Design Puzzle: Doors for a Wide Angle Corner

Cabinetmakers discuss solutions to an interesting design puzzle: doors that meet at the outside corner of an irregularly shaped island cabinet. August 16, 2012

Question
To mesh with the angular theme of a kitchen, we will be building an island with mirrored corners that sweep 120 degrees. We envision plain no-drawer two-door corner cabinets, with paired doors hinged outboard, meeting at a center stile (or no stile). We've sketched a way to do this, but are certainly looking for alternatives. The images below show the plan view, a rendering, and a view of a model depicting a carcass makeup.

The five-sided front center stile is a glue-up of three milled pieces, or is sawn from a single larger blank. Pocket screws help fix the stile to the deck and top, driven from top and bottom. A single adjustable shelf is shown. A 1/4" back is glued and stapled on at the rear.


Click here for higher quality, full size image


Click here for higher quality, full size image


Click here for higher quality, full size image

Forum Responses
(Cabinetmaking Forum)
From contributor I:
How about taking one larger door instead of two smaller doors, cutting it down the middle, and gluing it back together at 120 degrees so that the one larger door wraps both sides of the cabinet? It will look cleaner and you can delete the center filler in the cabinet.



From contributor G:
That's a big door with a big swing. Drop the center stile and have miters on the doors where they meet.



From contributor B:
If I'm understanding it correctly, the doors would be hinging on the 90-degree corners so standard hinges would work fine. One you could just have the doors meet on the 120-degree apex by mitering the edges, giving full access to the cabinet without an interfering stile.

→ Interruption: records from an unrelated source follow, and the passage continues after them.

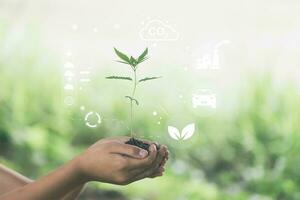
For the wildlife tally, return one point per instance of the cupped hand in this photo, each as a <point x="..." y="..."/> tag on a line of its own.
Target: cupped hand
<point x="112" y="161"/>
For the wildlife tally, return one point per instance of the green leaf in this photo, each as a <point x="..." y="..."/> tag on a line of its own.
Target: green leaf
<point x="133" y="61"/>
<point x="149" y="78"/>
<point x="119" y="77"/>
<point x="123" y="62"/>
<point x="142" y="56"/>
<point x="143" y="60"/>
<point x="132" y="99"/>
<point x="122" y="55"/>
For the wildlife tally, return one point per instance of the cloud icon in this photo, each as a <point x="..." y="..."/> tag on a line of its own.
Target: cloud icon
<point x="157" y="30"/>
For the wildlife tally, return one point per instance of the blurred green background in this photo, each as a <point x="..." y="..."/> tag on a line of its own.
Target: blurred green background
<point x="245" y="149"/>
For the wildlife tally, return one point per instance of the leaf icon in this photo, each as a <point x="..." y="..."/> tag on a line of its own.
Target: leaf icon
<point x="174" y="132"/>
<point x="188" y="131"/>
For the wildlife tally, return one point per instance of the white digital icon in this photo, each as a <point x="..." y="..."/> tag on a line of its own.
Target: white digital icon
<point x="157" y="30"/>
<point x="69" y="65"/>
<point x="92" y="123"/>
<point x="186" y="133"/>
<point x="211" y="60"/>
<point x="74" y="27"/>
<point x="69" y="100"/>
<point x="69" y="74"/>
<point x="69" y="87"/>
<point x="85" y="76"/>
<point x="204" y="97"/>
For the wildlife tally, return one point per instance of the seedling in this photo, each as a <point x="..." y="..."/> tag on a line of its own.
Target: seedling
<point x="133" y="63"/>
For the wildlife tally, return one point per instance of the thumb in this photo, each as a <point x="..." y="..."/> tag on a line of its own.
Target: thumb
<point x="130" y="151"/>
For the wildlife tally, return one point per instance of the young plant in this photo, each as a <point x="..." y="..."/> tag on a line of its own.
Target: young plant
<point x="133" y="63"/>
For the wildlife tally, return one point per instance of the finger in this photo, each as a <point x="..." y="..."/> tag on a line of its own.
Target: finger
<point x="143" y="164"/>
<point x="129" y="150"/>
<point x="159" y="172"/>
<point x="148" y="171"/>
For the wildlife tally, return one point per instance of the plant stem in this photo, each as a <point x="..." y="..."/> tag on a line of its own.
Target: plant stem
<point x="131" y="104"/>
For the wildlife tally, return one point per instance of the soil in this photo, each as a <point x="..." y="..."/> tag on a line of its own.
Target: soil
<point x="141" y="144"/>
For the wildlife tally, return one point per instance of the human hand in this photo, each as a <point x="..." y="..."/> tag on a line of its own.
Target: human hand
<point x="112" y="161"/>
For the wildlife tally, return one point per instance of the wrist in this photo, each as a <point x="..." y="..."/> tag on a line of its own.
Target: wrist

From the original questioner:
We'll go with the two doors, lose the center stile post, bevel the edges of the doors where they meet, and leave a 3mm margin. Basically, the same 3mm margin we see in any frameless two-door wall cabinet.


From contributor B:
You might need some reinforcement on top to support countertop weight, but I don't think it'll be much of a trick. If I was worried, I'd rout in and epoxy a hunk of rectangular tubing or flat steel strap back into the main part of the island that would cantilever into the top of this case and add stiffness, or, as mentioned above, put a corner post behind the plane of the doors.